Trata-se de pesquisa empírica analítico-descritiva da visão expressa por alunos de Ensino Fundamental II da rede estadual de ensino São Paulo a respeito do funcionamento de classe de Recuperação de Ciclo II, da qual fazem parte.

            A Recuperação de Ciclo II é um projeto decorrente da implantação do regime de Progressão Continuada na escola pública paulista, a partir de 1998. Trata-se de um programa especial de estudos, com duração de um ano, destinado aos alunos que chegam ao final do Ciclo II do Ensino Fundamental sem condições de prosseguir os estudos no Ensino Médio. A pesquisa tem por objetivo investigar como os alunos encaminhados para essas classes percebem e analisam sua condição de fracasso escolar (na medida em que não conseguiram concluir o Ensino Fundamental dentro do Regime de Progressão Continuada) e o que pensam sobre o projeto em que estão inseridos, sobre a escola e sobre a contribuição dos saberes escolares para a realização de seus projetos de vida. Aborda-se, portanto, questões relacionadas à implantação do chamado “ensino ciclado” nas redes públicas de ensino do Brasil a partir de um ponto de vista ainda pouco explorado nas pesquisas nacionais: a ótica dos alunos
METODOLOGIA:

A pesquisa iniciou-se com um estudo preliminar envolvendo um grupo focal composto por quatro alunos que freqüentaram uma classe de Recuperação de Ciclo II, no ano de 2004, em uma escola estadual do Vale do Ribeira, região do litoral sul paulista com baixos indicadores de desenvolvimento social e econômico. A partir de dados levantados nesse primeiro estudo, realizou-se a pesquisa principal em outra escola da mesma região por meio de entrevistas com oito alunos matriculados em classe de Recuperação de Ciclo II no ano de 2005, análise de seus cadernos e de documentos escolares (fichas de avaliação individual, históricos escolares, projetos de recuperação paralela, atas de resultados finais). Os entrevistados foram selecionados a partir de critérios estabelecidos no estudo preliminar, no qual se constatou os diferente motivos que levam os alunos a serem “retidos” ao final do Ciclo II: aproveitamento escolar insatisfatório (três alunos), freqüência insuficiente (dois alunos) e evasão escolar (três alunos).

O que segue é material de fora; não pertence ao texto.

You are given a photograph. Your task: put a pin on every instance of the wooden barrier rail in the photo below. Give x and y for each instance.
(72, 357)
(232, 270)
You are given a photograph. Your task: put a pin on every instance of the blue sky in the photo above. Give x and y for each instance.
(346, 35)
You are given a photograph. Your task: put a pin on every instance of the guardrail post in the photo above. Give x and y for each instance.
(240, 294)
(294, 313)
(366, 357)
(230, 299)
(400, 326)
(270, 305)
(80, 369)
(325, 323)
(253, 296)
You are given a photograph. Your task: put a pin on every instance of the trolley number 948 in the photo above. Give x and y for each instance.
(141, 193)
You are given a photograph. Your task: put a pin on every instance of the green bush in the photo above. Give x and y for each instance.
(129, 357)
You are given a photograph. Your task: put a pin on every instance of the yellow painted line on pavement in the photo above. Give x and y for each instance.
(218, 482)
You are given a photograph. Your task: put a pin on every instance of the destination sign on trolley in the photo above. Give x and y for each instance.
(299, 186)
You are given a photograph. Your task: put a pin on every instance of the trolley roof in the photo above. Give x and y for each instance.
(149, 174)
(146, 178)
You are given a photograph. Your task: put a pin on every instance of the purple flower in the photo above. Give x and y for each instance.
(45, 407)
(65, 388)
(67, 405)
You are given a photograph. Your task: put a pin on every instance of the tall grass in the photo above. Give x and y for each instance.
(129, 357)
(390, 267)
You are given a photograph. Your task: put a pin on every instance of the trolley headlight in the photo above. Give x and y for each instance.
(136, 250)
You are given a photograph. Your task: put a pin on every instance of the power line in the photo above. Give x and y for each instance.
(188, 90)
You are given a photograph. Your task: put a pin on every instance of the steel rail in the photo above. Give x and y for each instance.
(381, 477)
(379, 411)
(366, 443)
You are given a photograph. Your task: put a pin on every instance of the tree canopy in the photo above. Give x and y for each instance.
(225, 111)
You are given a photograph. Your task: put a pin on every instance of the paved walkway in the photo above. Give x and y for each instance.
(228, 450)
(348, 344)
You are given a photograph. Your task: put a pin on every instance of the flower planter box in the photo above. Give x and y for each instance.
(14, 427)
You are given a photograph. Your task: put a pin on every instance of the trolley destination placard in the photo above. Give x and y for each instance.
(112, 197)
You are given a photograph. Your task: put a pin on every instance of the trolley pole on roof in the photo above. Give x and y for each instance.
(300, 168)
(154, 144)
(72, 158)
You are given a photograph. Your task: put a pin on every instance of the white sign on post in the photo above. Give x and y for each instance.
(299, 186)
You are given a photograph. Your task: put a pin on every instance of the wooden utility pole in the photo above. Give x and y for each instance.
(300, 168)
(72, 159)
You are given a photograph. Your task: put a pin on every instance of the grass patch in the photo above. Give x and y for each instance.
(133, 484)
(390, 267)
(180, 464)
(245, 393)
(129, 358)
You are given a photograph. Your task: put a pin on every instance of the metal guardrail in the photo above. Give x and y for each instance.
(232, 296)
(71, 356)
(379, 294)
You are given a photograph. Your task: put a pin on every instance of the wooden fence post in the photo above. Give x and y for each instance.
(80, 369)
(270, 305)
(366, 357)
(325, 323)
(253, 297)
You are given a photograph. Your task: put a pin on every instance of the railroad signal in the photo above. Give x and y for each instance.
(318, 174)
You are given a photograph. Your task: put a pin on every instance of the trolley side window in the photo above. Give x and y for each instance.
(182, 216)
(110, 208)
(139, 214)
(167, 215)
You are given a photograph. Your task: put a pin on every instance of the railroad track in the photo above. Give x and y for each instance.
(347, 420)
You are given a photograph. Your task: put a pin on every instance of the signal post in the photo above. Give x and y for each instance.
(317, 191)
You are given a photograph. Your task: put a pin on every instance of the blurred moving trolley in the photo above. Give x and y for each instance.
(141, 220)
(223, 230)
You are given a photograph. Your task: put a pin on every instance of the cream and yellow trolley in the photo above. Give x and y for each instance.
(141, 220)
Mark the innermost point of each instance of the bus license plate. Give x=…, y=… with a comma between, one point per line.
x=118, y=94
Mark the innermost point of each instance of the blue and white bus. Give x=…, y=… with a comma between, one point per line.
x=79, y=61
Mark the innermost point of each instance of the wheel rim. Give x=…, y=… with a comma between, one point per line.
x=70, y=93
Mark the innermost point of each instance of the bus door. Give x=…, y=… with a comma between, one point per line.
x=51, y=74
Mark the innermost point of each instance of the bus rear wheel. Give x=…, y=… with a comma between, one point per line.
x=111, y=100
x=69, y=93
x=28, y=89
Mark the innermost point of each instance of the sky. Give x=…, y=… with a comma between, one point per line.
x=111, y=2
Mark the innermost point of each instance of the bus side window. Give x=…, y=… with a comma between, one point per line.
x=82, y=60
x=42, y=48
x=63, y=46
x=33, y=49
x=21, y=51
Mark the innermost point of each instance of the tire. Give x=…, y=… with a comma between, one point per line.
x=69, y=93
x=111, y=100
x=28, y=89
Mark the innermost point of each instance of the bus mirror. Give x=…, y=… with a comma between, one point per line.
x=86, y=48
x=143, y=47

            Para a coleta de dados foram elaborados e testados os seguintes instrumentos: roteiro para entrevista, questionário sócio-econômico, roteiro para análise de documentos escolares, roteiro para análise dos cadernos. Os resultados da coleta de dados foram organizados em quadros-síntese e tabelas que foram analisados com base nas contribuições teóricas de Pérez Gómez sobre a cultura experiencial dos alunos e de Bernard Charlot sobre a noção de relação com o saber.

RESULTADOS:

A pesquisa constatou que os alunos explicam a situação de fracasso escolar de formas diversas: alguns responsabilizam a si próprios (dificuldades pessoais de aprendizagem e falta de interesse), outros, a problemas externos (problemas familiares e necessidade de trabalhar que dificultam a freqüência à escola e estudos extra-classe). A escola e a qualidade do ensino ofertado nunca são questionadas. Os alunos afirmam gostar da escola e acreditar que o estudo lhes garantirá um futuro melhor. Entretanto o conteúdo de alguns depoimentos revela que as lembranças dos momentos negativos da vida escolar são mais marcantes do que as dos momentos positivos – a imagem da professora que só atribuía conceitos insatisfatórios e da injusta acusação de agressão ao colega prevalece sobre a satisfação alcançada nos campeonatos escolares e o interesse na palestra sobre drogas. Os resultados escolares apontam que a maioria dos entrevistados continua apresentando aproveitamento escolar insatisfatório e índices de freqüência insuficientes. A análise das atividades realizadas nos cadernos dos alunos demonstra que as práticas de ensino na sala de aula ainda são tradicionais e que os professores não utilizam adequadamente o material pedagógico previsto para o projeto da Recuperação de Ciclo II.

CONCLUSÕES:

Os resultados permitiram concluir que os alunos utilizam diferentes mecanismos afetivos e disposições (tais como, segundo Pérez Gómez, lugares de controle externo ou interno, orientação motivacional para a atuação ou para o domínio) para assimilar os resultados escolares insatisfatórios e para explicar a situação de fracasso escolar configurando perfis diferentes de autoconceito e auto-estima. Confirmou-se a hipótese inicial, baseada nos estudos de Charlot sobre as relações com o saber, de que a maioria dos entrevistados revela dificuldade em estabelecer uma relação significativa com os conteúdos escolares e, dessa forma, tem sua permanência na escola constantemente prejudicada. Essa dificuldade com os saberes acadêmicos, associada a outros problemas decorrentes, em grande parte, de situações relacionadas à origem sócio-econômica desses alunos e às condições da região em que moram, tais como acesso limitado a bens culturais mais elaborados, necessidade de ingressar precocemente no mercado de trabalho, poucas oportunidades de estudos profissionalizantes e superiores, contribui para que muitos desses alunos mantenham freqüência irregular e acabem abandonando a escola. Constatou-se também que a permanência das práticas tradicionais de ensino não contribui para que esses jovens desenvolvam uma relação mais significativa com os saberes escolares e sintam-se motivados a permanecer na escola.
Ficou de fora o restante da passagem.